Dairy farmers in Wales face a long and unprofitable winter unless milk prices are increased to take soaring input costs into account.
NFU Cymru said massive rises in feed, fuel and fertiliser prices meant milk buyers had to pay producers a more sustainable milk price if their businesses were to survive in the long term.
Speaking at the Pembrokeshire Show on Monday, county chairman David James said the gap between what farmers received for milk and their cost of production had continued to widen.
With dairy rations up between 20% and 30% on the year, ammonium nitrate prices up 50% and agricultural fuel up by nearly a quarter over the same period, Mr James said it was vital producers were paid a fairer milk price.
“What makes it all the more annoying is that, based on market conditions, we should be receiving around 32-33p a litre for our milk, rather than the UK farmgate average of 26.61p a litre,” he added.
“This price, based purely on what the market can and should be paying producers for their milk, is the difference between profit and loss.”
Mr James said farmers’ weak position in the dairy supply chain could only be addressed if their negotiating and bargaining power was increased.
“The evidence overwhelmingly points to a need to build in fair and equitable trading conditions for farmers within the supply chain.

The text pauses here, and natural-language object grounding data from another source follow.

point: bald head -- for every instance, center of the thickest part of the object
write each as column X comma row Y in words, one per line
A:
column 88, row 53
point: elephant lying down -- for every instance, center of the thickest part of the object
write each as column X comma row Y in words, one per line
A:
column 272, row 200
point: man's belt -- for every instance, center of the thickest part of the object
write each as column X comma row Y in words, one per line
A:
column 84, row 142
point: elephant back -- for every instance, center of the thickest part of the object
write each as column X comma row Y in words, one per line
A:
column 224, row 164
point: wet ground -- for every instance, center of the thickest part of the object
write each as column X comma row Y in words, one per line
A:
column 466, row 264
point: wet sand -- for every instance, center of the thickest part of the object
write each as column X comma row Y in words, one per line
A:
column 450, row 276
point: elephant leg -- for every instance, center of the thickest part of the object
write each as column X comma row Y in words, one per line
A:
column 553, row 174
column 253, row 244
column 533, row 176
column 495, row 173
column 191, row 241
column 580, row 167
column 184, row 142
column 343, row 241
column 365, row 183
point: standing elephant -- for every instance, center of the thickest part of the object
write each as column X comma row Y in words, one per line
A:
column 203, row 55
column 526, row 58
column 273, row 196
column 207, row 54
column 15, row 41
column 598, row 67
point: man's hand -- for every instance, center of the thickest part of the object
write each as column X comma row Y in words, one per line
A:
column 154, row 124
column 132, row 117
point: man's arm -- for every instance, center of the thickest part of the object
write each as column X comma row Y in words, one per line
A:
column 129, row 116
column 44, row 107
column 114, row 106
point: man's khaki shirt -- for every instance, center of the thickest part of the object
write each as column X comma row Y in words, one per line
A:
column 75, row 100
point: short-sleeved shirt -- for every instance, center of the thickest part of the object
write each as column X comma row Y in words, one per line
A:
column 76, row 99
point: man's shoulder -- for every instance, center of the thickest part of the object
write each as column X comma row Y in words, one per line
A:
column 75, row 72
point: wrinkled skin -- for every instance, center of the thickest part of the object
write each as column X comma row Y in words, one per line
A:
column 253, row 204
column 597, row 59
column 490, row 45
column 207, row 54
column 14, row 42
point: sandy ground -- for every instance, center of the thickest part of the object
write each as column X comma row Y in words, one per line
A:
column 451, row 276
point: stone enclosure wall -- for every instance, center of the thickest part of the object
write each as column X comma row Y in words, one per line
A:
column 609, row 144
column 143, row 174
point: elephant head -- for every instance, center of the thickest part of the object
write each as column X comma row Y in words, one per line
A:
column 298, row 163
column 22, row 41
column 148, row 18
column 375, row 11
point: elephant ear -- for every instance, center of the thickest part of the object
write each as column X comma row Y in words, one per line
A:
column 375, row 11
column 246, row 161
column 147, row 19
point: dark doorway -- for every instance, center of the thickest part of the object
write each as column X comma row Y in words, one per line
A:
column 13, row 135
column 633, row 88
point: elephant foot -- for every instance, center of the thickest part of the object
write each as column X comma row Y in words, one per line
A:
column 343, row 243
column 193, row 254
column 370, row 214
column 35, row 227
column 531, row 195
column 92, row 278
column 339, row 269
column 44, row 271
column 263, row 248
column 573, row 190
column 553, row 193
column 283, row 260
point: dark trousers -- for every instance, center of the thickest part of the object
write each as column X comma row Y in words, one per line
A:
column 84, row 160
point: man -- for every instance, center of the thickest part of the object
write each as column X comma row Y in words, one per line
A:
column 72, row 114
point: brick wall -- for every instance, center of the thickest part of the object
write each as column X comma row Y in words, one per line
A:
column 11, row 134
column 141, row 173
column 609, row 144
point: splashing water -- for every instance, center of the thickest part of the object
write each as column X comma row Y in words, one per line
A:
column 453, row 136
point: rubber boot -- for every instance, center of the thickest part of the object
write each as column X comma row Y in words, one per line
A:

“I would hope that milk purchasers could see for themselves the inequalities that currently exist within the dairy industry. Frankly, with a few exceptions, their actions historically and so far this year show their complete disregard for our plight.
“This is why we see the full implementation of the European Commission Dairy Package as a crucial starting point to help us address the failure of the marketplace to deliver a fair return for Welsh dairy farmers.
“We will use every opportunity we have over the course of the show to get our message across to our political representatives.”